California rang in the New Year by officially becoming a sanctuary state when SB 54, called the California Values Act, went into effect on Jan. 1. This bill mandates that law enforcement agents and public institutions, such as University of California campuses and public hospitals, cannot inquire into an individual’s immigration status or detain individuals on a hold request from federal immigration enforcement agencies like I.C.E (U.S. Immigration and Customs Enforcement).
SB 54 aims to establish a relationship of trust between California’s immigrant communities and the state’s law enforcement officials.

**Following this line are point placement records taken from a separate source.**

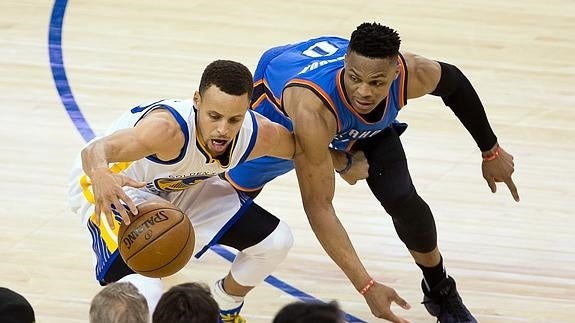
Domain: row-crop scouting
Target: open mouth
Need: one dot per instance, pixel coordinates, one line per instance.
(218, 145)
(363, 105)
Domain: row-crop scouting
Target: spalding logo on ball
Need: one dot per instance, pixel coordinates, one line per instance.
(159, 241)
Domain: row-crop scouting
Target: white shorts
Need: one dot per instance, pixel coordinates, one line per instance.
(212, 206)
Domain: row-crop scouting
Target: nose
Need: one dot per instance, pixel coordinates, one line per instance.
(364, 90)
(222, 128)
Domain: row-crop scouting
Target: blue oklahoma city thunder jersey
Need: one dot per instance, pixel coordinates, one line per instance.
(317, 64)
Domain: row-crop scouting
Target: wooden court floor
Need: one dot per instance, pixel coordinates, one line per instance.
(514, 262)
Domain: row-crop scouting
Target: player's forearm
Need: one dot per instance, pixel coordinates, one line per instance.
(93, 158)
(459, 95)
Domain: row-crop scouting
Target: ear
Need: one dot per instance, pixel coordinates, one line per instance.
(197, 99)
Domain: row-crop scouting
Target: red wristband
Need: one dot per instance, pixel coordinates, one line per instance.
(493, 155)
(367, 287)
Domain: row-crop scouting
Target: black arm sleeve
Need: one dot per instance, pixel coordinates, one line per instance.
(458, 94)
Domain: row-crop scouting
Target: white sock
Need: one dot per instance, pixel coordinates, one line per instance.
(151, 288)
(225, 301)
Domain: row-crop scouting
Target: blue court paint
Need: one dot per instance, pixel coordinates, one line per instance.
(59, 72)
(65, 92)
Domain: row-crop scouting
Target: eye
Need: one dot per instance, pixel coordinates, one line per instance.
(235, 120)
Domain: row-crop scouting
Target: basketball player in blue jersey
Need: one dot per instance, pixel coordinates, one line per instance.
(341, 99)
(174, 150)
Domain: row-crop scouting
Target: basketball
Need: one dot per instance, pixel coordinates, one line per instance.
(159, 241)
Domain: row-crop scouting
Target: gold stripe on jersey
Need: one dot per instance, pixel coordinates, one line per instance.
(109, 235)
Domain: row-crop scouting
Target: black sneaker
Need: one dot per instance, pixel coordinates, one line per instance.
(444, 302)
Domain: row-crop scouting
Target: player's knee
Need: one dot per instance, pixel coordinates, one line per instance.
(276, 245)
(414, 223)
(282, 239)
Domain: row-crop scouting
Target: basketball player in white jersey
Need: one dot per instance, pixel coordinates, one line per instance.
(173, 150)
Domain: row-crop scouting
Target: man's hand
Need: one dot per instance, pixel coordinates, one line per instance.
(108, 193)
(498, 167)
(379, 298)
(359, 169)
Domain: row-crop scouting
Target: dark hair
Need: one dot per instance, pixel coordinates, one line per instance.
(187, 303)
(230, 77)
(299, 312)
(374, 41)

“This trust is threatened when state and local agencies are entangled with federal immigration enforcement, with the result that immigrant community members fear approaching police when they are victims of, and witnesses to, crimes, seeking basic health services, or attending school, to the detriment of public safety and the well-being of all Californians,” the bill states in section 3.

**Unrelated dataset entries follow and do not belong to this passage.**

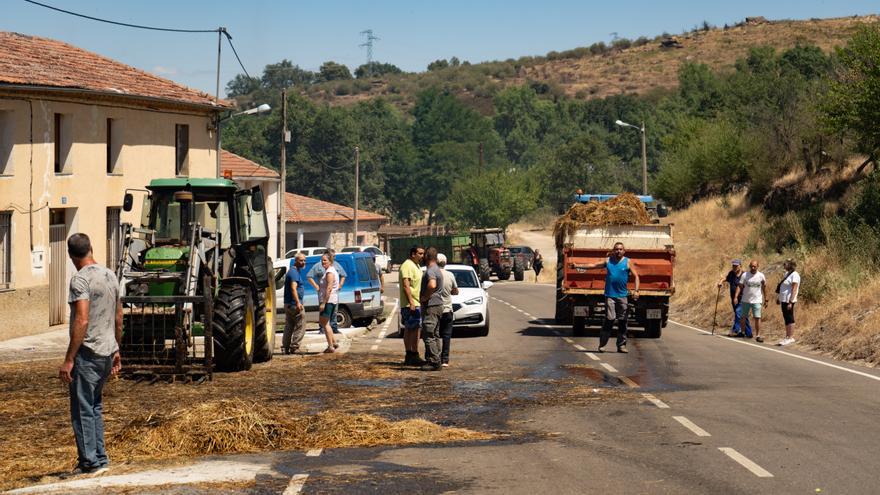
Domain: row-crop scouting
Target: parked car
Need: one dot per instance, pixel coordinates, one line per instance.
(307, 251)
(523, 254)
(382, 259)
(470, 307)
(360, 299)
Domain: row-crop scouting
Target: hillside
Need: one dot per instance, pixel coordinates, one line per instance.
(613, 70)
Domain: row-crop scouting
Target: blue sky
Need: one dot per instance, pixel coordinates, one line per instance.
(412, 34)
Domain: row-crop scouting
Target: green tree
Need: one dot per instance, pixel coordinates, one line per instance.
(852, 105)
(492, 198)
(331, 71)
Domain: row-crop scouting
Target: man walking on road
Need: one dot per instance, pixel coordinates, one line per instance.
(410, 278)
(294, 312)
(732, 280)
(431, 297)
(93, 352)
(316, 274)
(618, 269)
(450, 288)
(751, 291)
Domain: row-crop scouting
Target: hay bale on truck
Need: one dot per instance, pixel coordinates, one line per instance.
(586, 233)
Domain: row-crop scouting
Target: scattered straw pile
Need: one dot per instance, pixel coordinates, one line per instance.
(625, 209)
(229, 426)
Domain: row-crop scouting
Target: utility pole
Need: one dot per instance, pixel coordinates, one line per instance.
(644, 162)
(285, 138)
(369, 45)
(357, 167)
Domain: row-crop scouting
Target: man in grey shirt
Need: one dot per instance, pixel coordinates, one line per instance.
(93, 353)
(431, 297)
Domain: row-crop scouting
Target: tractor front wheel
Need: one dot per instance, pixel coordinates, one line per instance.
(234, 329)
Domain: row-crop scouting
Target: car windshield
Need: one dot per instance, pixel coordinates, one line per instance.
(466, 279)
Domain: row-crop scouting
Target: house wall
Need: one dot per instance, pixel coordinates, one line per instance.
(30, 188)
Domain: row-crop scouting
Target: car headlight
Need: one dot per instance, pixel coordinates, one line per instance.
(476, 300)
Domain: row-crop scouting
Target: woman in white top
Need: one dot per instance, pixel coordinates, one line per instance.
(328, 298)
(788, 291)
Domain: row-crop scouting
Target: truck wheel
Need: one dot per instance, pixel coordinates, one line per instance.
(343, 317)
(233, 329)
(264, 339)
(579, 326)
(653, 328)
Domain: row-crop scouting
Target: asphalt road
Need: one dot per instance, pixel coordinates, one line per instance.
(687, 413)
(739, 419)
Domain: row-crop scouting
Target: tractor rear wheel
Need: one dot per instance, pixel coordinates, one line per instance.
(233, 329)
(265, 336)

According to the Public Policy Institute of California, there are more than 10 million immigrants in California and about a quarter of them are undocumented. California counties with the highest immigrant populations include, Santa Clara, San Mateo, Los Angeles, San Francisco, Alameda, Imperial, Orange and Monterey.
Although it is unclear how the sanctuary state designation will affect DACA (Delayed Action for Childhood Arrivals) recipients, SB 54 acknowledges the important role immigrants play in the state.
“Immigrants are valuable and essential members of the California community. Almost one in three Californians is foreign born and one in two children in California has at least one immigrant parent,” SB 54 states in section 3.